The project, which requires funding to move on to the building stage, recently won the Social Equity award from the World Architecture Festival. The pandemic put Indigenous communities at a higher risk for COVID-19, and it illustrates the urgent need for a more adaptable, resilient, and inclusive approach to architecture for Indigenous communities across Canada and beyond.

“Even in my community, there is still a huge housing shortage, even though unemployment is low, and there is lots of cash in the community,” says Brian K. Porter, principal at Two Row Architect, a 100% native-owned firm that operates from the Six Nations of the Grand River reserve near Niagara Falls. “We have a chronic housing shortage here, and the challenges get quadrupled when you go to remote communities experiencing the same kinds of things.”

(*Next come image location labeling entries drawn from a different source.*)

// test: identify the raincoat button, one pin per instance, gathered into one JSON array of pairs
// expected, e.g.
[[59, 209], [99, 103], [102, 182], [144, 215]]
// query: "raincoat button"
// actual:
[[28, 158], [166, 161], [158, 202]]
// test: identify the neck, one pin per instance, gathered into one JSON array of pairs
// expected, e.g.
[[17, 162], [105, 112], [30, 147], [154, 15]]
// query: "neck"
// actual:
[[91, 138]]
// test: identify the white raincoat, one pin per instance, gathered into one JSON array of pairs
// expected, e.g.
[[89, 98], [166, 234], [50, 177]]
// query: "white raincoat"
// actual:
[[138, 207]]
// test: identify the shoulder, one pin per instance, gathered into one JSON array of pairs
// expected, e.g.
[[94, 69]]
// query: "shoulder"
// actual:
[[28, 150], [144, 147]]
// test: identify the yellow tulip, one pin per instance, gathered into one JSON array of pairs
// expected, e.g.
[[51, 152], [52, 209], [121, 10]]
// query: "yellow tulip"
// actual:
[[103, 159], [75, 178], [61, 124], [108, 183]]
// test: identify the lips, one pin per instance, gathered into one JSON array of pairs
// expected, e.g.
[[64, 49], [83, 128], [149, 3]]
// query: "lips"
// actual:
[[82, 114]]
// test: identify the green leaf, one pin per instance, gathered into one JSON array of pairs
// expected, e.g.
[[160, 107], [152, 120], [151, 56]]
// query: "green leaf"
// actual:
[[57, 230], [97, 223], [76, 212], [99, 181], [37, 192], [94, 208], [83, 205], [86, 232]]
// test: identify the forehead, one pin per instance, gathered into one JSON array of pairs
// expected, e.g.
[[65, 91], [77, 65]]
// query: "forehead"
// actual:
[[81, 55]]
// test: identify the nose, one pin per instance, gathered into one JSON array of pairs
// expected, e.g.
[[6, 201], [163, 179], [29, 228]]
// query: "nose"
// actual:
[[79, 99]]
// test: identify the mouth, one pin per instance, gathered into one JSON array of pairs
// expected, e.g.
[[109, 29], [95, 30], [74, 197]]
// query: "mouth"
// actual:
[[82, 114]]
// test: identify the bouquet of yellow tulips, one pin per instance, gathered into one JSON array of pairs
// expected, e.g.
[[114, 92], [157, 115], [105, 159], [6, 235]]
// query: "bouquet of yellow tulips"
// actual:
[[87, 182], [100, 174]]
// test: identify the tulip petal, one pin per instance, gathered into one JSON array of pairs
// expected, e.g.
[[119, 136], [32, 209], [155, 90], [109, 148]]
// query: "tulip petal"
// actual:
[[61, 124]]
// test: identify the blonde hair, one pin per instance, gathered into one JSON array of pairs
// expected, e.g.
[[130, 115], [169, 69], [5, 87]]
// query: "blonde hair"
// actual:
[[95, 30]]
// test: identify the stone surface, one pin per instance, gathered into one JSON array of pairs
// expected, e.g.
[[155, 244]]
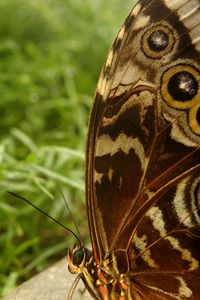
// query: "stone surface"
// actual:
[[51, 284]]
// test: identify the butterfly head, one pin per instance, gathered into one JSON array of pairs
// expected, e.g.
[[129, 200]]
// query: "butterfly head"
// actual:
[[78, 258]]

In Fort Severn, the challenges abound. First, there’s the climate: With subarctic temperatures that rise above freezing only from April to October, Fort Severn is one of the coldest communities in Ontario. Then there is the quality of the housing, which compounded with extreme temperatures and cramped living conditions leads to high levels of humidity and mold-infested dwellings. And through it all, there is the lack of consistent federal funding and a colonial approach to housing that persists to this day.

In 1876, the Indian Act “reserved” British land for First Nations and appropriated the rest, creating the so-called reservation system, which continues to bar First Nations people from owning land. “You can’t secure a conventional mortgage when building in an Indigenous community [in Canada],” Porter explains.